1. Method of operating a resonant driver circuit for driving a semiconductor switch, wherein the driver circuit includes a first switch for connecting a power supply via an inductor to a control terminal of the semiconductor switch and a second switch connected to the control terminal of the semiconductor switch for controlling a switching of the semiconductor switch, the method comprising the step of: pre-charging the inductor before a switching of the second switch.

2. The method of claim 1, wherein the semiconductor switch is a voltage controlled switch wherein the inductor is pre-charged by building up an inductor current prior to the switching of the second switch.

3. The method of claim 2, wherein the inductor current is built up by providing a time period, during which the first switch and the second switch are switched on.

4. The method of claim 3, wherein the semiconductor switch has an input capacitance at its control terminal; and wherein the initial current allows for a fast switching of the semiconductor switch.

5. The method of claim 2, wherein the pre-charging is performed such that the inductor current reaches approximately half of its peak-value before the switching of the second switch.

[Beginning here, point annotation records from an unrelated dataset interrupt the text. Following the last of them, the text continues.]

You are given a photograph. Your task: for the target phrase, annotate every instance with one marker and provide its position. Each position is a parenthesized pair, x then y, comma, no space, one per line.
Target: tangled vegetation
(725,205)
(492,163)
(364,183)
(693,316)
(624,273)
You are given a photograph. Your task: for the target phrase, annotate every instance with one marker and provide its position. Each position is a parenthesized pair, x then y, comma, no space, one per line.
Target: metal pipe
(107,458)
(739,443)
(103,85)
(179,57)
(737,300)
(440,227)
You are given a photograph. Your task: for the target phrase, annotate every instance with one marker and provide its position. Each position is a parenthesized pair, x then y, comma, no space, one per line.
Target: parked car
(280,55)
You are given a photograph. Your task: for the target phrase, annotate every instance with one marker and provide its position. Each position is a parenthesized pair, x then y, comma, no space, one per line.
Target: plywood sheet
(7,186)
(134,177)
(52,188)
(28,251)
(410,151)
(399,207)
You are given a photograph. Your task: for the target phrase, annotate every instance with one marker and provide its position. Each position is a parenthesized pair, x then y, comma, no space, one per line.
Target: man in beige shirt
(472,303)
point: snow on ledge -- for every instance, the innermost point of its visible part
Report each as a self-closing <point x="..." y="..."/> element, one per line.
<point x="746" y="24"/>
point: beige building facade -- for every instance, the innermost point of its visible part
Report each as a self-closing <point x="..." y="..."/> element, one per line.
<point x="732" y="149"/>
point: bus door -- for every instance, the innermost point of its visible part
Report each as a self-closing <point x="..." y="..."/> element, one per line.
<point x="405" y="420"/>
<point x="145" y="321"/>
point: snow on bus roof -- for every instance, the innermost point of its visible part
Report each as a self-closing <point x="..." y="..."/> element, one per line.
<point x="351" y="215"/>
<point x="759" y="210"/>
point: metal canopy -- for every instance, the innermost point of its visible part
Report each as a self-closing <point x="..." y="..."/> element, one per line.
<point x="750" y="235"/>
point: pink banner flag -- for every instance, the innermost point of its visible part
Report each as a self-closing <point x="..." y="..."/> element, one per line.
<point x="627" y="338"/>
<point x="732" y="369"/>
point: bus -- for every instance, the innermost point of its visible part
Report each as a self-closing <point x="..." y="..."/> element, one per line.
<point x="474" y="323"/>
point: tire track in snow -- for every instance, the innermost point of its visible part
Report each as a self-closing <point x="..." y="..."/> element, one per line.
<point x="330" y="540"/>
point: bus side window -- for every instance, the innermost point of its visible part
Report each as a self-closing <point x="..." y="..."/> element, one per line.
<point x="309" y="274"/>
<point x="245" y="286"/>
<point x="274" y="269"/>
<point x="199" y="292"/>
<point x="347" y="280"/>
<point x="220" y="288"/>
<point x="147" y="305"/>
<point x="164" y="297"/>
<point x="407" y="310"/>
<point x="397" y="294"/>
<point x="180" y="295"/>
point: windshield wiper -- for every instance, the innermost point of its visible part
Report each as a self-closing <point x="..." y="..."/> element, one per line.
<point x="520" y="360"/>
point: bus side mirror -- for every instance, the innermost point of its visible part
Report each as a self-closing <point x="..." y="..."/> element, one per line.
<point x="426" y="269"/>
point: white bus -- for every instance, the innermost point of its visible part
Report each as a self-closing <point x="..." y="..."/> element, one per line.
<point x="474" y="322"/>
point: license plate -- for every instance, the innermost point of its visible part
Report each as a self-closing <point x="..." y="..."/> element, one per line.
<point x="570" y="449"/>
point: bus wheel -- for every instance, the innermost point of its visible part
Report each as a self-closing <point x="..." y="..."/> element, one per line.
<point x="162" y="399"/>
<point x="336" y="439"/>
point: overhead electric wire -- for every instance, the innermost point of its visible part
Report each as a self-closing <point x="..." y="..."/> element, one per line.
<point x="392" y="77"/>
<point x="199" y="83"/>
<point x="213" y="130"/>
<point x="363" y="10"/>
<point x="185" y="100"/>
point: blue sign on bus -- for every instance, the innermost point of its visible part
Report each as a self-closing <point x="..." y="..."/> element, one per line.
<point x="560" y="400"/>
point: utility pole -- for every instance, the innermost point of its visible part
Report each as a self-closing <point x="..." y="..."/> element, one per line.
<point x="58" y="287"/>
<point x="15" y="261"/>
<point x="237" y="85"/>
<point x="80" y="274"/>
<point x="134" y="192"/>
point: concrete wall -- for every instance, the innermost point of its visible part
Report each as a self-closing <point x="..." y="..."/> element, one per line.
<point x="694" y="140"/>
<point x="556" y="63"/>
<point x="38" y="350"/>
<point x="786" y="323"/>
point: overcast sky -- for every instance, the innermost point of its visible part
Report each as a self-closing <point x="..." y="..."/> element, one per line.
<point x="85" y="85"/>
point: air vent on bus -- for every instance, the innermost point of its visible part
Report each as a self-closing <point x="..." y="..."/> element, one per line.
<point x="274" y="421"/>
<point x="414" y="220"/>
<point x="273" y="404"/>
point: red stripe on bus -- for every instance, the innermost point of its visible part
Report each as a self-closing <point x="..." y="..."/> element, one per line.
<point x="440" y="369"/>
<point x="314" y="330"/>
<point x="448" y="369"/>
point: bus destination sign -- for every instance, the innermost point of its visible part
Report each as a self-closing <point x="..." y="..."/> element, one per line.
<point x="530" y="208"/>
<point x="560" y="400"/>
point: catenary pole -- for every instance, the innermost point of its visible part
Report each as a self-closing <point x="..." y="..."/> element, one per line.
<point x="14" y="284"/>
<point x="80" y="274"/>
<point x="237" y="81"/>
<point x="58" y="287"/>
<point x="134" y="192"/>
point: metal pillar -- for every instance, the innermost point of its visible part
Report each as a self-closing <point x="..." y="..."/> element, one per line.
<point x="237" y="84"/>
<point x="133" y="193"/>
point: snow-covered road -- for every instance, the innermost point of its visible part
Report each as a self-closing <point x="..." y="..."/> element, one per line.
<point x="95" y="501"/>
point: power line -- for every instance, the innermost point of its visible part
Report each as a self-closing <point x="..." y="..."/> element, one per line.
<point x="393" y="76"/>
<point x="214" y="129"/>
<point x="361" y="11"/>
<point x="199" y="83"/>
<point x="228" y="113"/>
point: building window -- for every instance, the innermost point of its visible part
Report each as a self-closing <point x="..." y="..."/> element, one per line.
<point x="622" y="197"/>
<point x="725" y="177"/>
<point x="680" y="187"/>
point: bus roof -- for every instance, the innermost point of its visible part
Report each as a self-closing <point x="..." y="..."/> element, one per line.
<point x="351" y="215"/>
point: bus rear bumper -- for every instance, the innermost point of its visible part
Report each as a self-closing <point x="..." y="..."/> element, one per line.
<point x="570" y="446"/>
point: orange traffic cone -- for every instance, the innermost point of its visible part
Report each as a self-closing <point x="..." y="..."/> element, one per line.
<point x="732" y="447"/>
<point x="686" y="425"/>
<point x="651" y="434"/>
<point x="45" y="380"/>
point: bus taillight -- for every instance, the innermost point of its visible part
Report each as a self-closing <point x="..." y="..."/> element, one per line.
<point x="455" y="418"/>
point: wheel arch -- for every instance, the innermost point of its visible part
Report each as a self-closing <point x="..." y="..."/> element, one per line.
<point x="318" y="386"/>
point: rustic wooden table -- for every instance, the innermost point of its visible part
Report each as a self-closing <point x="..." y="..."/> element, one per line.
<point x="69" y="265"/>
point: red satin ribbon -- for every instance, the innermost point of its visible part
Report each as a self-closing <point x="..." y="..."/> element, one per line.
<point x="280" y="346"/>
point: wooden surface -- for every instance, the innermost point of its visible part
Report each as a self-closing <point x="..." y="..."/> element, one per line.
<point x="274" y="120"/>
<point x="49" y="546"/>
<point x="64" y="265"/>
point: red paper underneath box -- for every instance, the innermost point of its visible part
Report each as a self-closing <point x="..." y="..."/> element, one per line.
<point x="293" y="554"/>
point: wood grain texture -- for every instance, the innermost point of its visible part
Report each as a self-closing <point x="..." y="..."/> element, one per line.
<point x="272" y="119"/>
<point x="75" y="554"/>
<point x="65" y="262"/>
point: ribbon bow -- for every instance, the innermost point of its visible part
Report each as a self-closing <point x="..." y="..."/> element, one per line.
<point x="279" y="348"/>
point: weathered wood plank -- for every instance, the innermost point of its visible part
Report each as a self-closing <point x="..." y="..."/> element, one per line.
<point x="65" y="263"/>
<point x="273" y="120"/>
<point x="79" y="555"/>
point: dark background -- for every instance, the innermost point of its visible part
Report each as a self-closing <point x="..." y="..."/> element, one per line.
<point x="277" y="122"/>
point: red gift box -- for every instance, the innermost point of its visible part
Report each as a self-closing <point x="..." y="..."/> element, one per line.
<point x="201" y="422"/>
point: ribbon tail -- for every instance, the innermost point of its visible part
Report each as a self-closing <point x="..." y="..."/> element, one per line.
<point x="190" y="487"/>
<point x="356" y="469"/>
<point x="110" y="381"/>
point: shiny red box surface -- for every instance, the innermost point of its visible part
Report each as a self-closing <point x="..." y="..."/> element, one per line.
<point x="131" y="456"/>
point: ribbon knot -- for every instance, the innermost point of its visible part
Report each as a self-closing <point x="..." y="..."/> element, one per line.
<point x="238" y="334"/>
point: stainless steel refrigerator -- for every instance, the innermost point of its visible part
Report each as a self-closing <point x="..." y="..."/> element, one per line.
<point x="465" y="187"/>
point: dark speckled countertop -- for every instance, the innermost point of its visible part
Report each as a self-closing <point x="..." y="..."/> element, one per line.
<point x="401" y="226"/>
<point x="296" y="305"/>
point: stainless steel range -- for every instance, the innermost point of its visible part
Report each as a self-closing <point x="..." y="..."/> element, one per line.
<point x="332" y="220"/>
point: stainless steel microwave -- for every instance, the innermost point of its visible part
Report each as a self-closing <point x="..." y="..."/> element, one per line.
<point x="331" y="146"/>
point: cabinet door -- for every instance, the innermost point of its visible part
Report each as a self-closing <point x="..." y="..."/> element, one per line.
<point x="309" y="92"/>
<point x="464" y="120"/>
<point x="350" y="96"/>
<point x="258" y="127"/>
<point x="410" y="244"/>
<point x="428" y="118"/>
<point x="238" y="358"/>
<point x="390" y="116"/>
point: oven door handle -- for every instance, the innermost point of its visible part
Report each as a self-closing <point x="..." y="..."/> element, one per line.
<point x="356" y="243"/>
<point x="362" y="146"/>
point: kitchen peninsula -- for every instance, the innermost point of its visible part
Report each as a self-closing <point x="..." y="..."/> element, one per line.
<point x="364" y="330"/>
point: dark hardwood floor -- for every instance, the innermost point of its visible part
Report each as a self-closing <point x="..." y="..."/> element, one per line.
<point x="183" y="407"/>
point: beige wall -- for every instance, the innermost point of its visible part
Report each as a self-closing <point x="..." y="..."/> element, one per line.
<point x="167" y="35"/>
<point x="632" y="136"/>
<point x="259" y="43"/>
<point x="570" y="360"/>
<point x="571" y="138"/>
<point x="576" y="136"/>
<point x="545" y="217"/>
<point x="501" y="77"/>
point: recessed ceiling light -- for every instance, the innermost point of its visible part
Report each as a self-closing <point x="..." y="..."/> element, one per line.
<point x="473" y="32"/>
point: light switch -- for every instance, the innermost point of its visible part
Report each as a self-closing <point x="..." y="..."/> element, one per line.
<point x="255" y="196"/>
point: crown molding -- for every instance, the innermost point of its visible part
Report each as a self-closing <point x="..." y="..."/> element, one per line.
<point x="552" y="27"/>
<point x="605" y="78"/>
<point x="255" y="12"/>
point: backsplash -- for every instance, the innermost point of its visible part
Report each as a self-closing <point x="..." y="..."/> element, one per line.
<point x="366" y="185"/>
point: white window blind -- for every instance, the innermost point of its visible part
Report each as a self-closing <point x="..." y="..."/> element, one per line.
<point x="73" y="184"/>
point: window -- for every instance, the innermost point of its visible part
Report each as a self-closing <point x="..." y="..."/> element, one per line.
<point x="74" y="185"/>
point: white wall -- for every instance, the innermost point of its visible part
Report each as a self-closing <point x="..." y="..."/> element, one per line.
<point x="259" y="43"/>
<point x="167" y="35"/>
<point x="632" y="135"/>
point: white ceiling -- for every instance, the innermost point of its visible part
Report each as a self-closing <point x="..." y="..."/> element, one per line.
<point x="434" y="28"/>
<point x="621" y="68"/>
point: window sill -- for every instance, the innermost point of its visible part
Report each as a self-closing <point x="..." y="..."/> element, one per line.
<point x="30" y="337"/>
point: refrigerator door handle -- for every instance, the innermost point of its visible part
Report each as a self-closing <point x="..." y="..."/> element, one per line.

6. The method of claim 1, wherein the driver circuit further comprises: a third switch arranged between a power supply voltage and a first end of the inductor; a fourth switch arranged between ground and the first end of the inductor; a fifth switch arranged between the power supply voltage and a second end of the inductor, wherein the second end of the inductor is connected to the gate of the MOSFET; a sixth switch arranged between ground and the second end of the inductor; wherein a capacitance is arranged between the second end of the inductor and ground; wherein, the first switch is one of the third and fourth switches; wherein, when the first switch is the third switch, the second switch is the sixth switch; and wherein, when the first switch is the fourth switch, the second switch is the fifth switch, such that, for switching the MOSFET on, the sixth switch is kept on for a first period of time after the third switch was switched on, and such that, for switching the MOSFET off, the fifth switch is kept on for a second period of time after the fourth switch was switched on.

7. The method of claim 1, wherein the semiconductor switch is a MOSFET.

8. A control circuit for operating a resonant driver circuit for driving a semiconductor switch, wherein the driver circuit includes a first switch for connecting a power supply via an inductor to a control terminal of the semiconductor switch and a second switch connected to the gate of the semiconductor switch for controlling a switching of the semiconductor switch, the control circuit comprising: a switch controller for controlling the switching of the first and second switches such that the inductor is pre-charged before a switching of the second switch.

9. The control circuit of claim 8, wherein the inductor is pre-charged by building up an inductor current previous to the on-switching of the second switch by controlling the switching of the first and second switches by the switch controller such that the second switch is switched on before the first switch is switched off.